Çok yüksek miktarda maden tüketen ülkeler, kritik zamanlar için maden stokluyor. Örneğin, ABD Ulusal Savunma Stokları Merkezi, ithal edilen bütün maden kalemlerindeki dışa bağımlılık oranlarını her yıl yeniden hesaplıyor. Yine ABD Savunma Lojistik Ajansı da, ithal edilen birçok madeni stoklamakta ve piyasayı düzenlemek amacıyla zaman zaman satışa çıkartıyor. Almanya ve Japonya ise, daha az sayıda stratejik madenin stoklanmasını, bu madenlerin ticaretini yapan özel şirketler eliyle sağlıyor. Devlet stok miktarlarını belirlemekte ve stoklama masraflarına iştirak ediyor. Ülkeler; kendi kaynaklarının durumuna göre, bir stratejik sınıflama tayin etmekte ve resmi ya da özel kritik-stratejik mineral listeleri hazırlıyorlar. Listeler; sadece askeri amaçlar için değil, stratejik bazı malzemeler ve işkolları da dikkate alınarak, ticari ve ekonomik amaçlar için de hazırlanabiliyor. Ayrıca, madenlerin dış kaynaklardan güvenli ve uzun vadeli olarak ikmali de, maden ihracatçısı az gelişmiş ülkelere açılan kredilerin temel şartlarından.
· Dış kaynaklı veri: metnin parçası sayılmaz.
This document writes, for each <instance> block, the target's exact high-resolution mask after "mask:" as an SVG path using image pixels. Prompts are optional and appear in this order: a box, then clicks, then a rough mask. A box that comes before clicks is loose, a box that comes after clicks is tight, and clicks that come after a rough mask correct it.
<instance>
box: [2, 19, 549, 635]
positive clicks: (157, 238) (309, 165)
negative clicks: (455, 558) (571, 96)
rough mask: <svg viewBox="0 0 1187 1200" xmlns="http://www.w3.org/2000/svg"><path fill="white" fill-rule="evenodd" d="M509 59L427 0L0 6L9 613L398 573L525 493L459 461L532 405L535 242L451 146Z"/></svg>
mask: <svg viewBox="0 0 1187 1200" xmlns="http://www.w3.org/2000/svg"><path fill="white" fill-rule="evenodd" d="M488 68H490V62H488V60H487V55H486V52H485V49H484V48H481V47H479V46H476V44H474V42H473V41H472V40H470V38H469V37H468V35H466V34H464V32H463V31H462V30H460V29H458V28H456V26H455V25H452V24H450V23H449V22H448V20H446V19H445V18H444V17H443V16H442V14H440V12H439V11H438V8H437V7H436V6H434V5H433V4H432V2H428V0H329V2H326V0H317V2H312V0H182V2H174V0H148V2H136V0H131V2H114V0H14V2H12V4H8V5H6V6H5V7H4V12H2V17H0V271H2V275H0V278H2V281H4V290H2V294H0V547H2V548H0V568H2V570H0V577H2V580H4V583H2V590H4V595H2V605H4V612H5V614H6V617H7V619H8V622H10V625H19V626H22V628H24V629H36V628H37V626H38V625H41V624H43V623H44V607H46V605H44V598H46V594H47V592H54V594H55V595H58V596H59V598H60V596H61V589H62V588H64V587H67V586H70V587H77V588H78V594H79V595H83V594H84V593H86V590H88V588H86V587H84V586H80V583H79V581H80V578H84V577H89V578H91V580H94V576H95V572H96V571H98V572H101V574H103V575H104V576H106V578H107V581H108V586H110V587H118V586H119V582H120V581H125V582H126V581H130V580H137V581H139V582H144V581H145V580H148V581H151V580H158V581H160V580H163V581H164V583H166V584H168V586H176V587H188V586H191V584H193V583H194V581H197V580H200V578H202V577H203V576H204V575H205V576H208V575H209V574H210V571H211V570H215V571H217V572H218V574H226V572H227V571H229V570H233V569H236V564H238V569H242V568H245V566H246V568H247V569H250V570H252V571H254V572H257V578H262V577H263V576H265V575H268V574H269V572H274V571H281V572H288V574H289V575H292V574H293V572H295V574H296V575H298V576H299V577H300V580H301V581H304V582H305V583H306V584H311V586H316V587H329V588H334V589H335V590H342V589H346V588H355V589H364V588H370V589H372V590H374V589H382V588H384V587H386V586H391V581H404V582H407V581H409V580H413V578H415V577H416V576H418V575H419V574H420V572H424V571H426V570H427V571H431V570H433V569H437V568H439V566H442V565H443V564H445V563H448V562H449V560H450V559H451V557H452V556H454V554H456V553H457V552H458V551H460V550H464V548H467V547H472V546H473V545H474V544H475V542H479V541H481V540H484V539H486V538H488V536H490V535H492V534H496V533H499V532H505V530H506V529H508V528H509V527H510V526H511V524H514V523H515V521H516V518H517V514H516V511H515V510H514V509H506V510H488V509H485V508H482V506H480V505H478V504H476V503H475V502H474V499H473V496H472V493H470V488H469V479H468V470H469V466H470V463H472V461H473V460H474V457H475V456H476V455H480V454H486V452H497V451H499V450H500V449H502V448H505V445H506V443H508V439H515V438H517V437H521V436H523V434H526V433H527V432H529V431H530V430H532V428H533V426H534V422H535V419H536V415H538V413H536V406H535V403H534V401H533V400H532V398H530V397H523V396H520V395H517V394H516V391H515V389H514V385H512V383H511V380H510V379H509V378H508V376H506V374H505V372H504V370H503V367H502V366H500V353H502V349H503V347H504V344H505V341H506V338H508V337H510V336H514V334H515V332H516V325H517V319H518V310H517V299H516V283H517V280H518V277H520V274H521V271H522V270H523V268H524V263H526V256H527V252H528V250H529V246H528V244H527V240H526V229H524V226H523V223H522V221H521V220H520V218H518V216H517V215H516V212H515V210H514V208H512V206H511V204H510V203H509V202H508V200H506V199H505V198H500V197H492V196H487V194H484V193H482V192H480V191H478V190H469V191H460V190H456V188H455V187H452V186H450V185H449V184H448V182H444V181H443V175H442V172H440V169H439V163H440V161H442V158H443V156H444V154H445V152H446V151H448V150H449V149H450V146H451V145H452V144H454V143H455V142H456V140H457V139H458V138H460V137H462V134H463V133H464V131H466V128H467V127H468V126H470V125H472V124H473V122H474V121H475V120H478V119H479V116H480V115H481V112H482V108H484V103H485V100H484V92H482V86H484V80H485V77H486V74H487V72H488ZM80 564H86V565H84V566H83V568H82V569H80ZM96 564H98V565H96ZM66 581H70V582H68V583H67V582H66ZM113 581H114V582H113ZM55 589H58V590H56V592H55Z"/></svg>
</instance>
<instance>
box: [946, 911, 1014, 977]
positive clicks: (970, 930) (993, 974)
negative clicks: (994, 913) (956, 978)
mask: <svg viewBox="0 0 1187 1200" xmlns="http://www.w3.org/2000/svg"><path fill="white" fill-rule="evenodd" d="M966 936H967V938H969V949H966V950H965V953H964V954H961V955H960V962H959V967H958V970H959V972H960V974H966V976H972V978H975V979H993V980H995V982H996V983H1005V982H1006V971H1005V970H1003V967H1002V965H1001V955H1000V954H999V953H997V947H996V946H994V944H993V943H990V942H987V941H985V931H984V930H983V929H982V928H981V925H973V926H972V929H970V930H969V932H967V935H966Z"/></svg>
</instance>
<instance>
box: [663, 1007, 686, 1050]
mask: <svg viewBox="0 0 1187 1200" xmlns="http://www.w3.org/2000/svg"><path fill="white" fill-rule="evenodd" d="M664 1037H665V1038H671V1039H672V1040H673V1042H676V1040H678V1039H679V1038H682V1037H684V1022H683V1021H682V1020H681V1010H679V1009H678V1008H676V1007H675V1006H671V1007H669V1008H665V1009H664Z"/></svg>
2010’da Madrid’de yapılan Avrupa Mineral Konferansı’nda ortaya konan Ham Maddeler Deklarasyonu ve AB için Kritik Ham Maddeler Raporu 2011’de yayınlandı. ABD ve Japonya benzer çalışmayı daha önce gerçekleştirdi, Çin ise geçen yıllarda yaptı. AB raporunda, diğer incelemelerin yanı sıra kritik kavramı da tanımlanmakta. Bu fasılda, “Kritik Hammaddeler”: “…. tedarik riskleri ve ekonomi üzerindeki etkileri, diğerlerine göre çok daha yüksek olan maden kalemleri…” olarak tanımlanıyor. Yani kritik hammaddeler tanımı, bizim onyıllardır andığımız stratejik madenlere denk düşmekte.Ülkemizin maden rezervleri her yönü ile yeniden değerlendirilmeye muhtaç. Bu değerlendirmede; kısa, orta ve uzun vadeli ihtiyaçlar göz önüne alınarak, önce stratejik madenlerimiz belirlenmeli ve bu doğrultuda işletilmesi esas alınmalı. Aksi halde; milyonlarca yılda oluşan doğal kaynaklarımızın başkalarının yararı için tükenmesi akıbeti kaçınılmaz.

Rezervleri tükenen AB ülkeleri, 2030’lu yıllara ait arz-talep kestirimlerini yapıp buna göre planlamalar yaparken; ülkemizin –piyasanın kutsiyeti dayatmasıyla– madenlerini hesapsız bir şekilde üretip/tüketip, dışarıya satması, kaynak kaybı ve gelecek kuşakların hakkına el konulması anlamına geliyor. Liberal ekonominin kalesi ülkeler bile uzun vadeli planlamalar yaparken, geri bırakılmış ülkelere farklı davranmaları ve bu konudaki tavsiyelerinin şüpheyle karşılanmalı. “Doğal Kaynakların Sahibi Halktır” sözünün, sloganda kalmaması, bu öncelikleri hayata geçirmekle birebir ilintili. Bu anlamda madencilik politikaları acilen değiştirilmeli ve buna uygun düzenlemeler yapılmalı.